Les avions de la patrouille de France sur le tarmac de l'aéroport international de Beyrouth. Source Photo: Instagram.
Les avions de la patrouille de France sur le tarmac de l'aéroport international de Beyrouth. Source Photo: Instagram, Beirut Spotters

La décision d’attribuer un contrat de 122 millions de dollars sans appel d’offres a déclenché l’indignation du public

Un accord entre le Liban et des entreprises privées pour construire et exploiter un nouveau terminal d’une valeur de 122 millions de dollars à l’aéroport international Rafic Hariri de Beyrouth a suscité la controverse après que des critiques ont déclaré qu’il manquait de surveillance réglementaire.

L’accord visant à réorganiser l’élément essentiel de l’infrastructure manque de transparence, ont ajouté les critiques.

Cela survient alors que le Liban s’enfonce dans une grave crise économique après des décennies de dépenses effrénées de fonds publics par l’État, impliquant généralement des contrats d’infrastructure lucratifs attribués à des entreprises ayant des liens politiques.

Le Liban a annoncé lundi dernier la construction d’un nouveau terminal à l’aéroport international Rafic Hariri de Beyrouth, qui devrait accueillir chaque année environ 3,5 millions de passagers d’ici 2027.

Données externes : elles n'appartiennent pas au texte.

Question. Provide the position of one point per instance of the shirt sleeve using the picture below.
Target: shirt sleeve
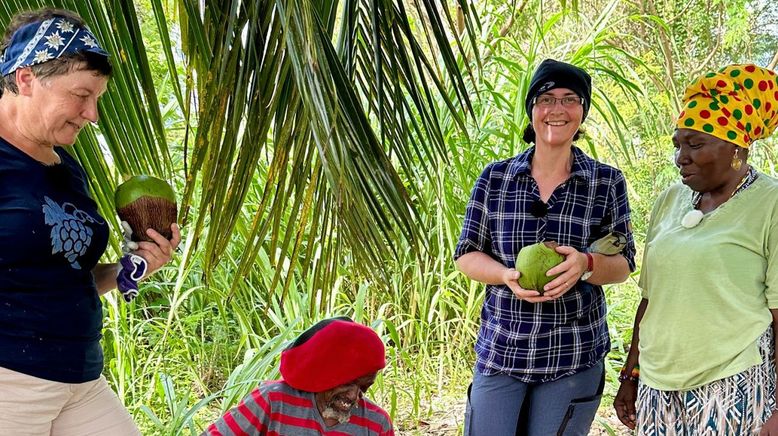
(620, 213)
(771, 274)
(249, 418)
(475, 229)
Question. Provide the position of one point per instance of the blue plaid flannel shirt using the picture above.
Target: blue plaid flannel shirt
(532, 342)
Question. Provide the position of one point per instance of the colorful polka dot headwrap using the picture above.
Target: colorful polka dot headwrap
(738, 104)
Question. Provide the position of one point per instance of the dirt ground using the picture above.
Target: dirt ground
(448, 422)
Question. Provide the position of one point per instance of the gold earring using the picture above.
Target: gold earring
(736, 161)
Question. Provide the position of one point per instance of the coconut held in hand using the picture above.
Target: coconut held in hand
(534, 261)
(146, 202)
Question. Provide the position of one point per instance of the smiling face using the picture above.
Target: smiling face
(704, 160)
(336, 404)
(556, 124)
(59, 107)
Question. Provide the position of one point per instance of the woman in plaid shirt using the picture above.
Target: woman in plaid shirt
(540, 356)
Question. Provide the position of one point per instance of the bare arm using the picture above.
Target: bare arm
(156, 254)
(608, 269)
(483, 268)
(105, 277)
(625, 400)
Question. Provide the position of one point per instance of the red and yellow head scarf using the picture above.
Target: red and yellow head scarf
(738, 104)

L’État libanais en faillite s’est tourné vers le secteur privé pour financer un nouveau terminal aéroportuaire, grâce à un partenariat avec le transport aérien libanais et la société aéroportuaire irlandaise daa International, a déclaré le ministre intérimaire des Travaux publics et des Transports, Ali Hamie.

Les investisseurs recevront tous les bénéfices générés par les frais et taxes pendant 25 ans en échange de leur investissement avant que le Liban ne reprenne le contrôle.

Le nouveau terminal se concentrera sur les vols à bas prix et devrait créer 2 500 emplois tout en stimulant les entrées de dollars dans le pays, a déclaré M. Hamie.

Plus de détails sur le projet n’ont pas été rendus publics.

Le terminal existant de l’aéroport de Beyrouth a été construit en 1998 et n’a pas subi de travaux d’agrandissement depuis plus de deux décennies, ce qui a entraîné une surpopulation chronique et des retards.

Cependant, l’absence de processus d’appel d’offres pour un contrat d’une valeur de plus de 100 millions de dollars a suscité une tempête de réactions de la part de la société civile et de certains députés avec des critiques affirmant que l’accord mutuel contourne les lois en vigueur.

En 2021, le parlement libanais a adopté une nouvelle loi sur les marchés publics visant à accroître la transparence des achats du secteur public tout en normalisant les processus d’appel d’offres.

Un communiqué signé par 10 associations de la société civile exprime sa vive inquiétude « face aux graves violations » de la loi, « qui ouvre la porte à la corruption et au népotisme et permet l’utilisation illégale des deniers publics ».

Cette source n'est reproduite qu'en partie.